Can, yetiştirdiği birçok sporcunun kendisini zinde tuttuğunu dile getirerek, "Arkadaşlarım, 'Artık 51 yaşında oldun, bırakmıyor musun?' diyor. Tabii ki hayır. Alt nesildeki çocuklarımızın enerjisi gerçekten bizi zinde ve genç tutuyor. Bunu bütün samimiyetimle söylüyorum. Hele onlarla yarışabilmek büyük mutluluk. Zaten uluslararası müsabakalarda onlarla omuz omuza olduğumuzda yaş ortadan kalkıyor. Ben antrenörlük de yapıyorum. Uluslararası yarışmalara katılan milli sporcularım var. Yani sporu gücümün yettiği kadar yapacağım."

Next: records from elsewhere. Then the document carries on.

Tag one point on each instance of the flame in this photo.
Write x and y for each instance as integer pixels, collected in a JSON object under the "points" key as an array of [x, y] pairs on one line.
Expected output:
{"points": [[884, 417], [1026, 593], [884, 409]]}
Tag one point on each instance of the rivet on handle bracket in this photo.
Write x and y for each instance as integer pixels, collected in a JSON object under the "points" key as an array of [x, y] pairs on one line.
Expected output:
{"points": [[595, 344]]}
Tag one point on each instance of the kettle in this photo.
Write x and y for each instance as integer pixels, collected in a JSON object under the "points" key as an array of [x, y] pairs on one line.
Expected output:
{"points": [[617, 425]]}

Tekvandonun bir savunma sporu olduğunu hatırlatan Can, kadınların özellikle bu spora yönelmesi gerektiğini belirtirken, sözlerini şöyle tamamladı:
"Adliyede, Ailenin Korunması Kadına Karşı Şiddetin Önlenmesi Bürosu'nda uzun yıllar çalıştım. Oradaki kadınların yaşadığı sıkıntıları birebir gördüm. Samimi olduklarımı spora yönlendirdim. Tekvando her zaman savunma sporudur. En azından kendilerini savunacak, öz güven verebilecek şekilde onları yönlendirebilirsek ne mutlu bize. Beraber çalıştıklarıma da faydam dokundu. Bazıları antrenörlük yapıyor, yani meslek edindiler. Onun da ayrı gururu var. Sporun insana verdiği mutluluk çok güzel bir duygu. Onun için kadınlarımız spor yapsın."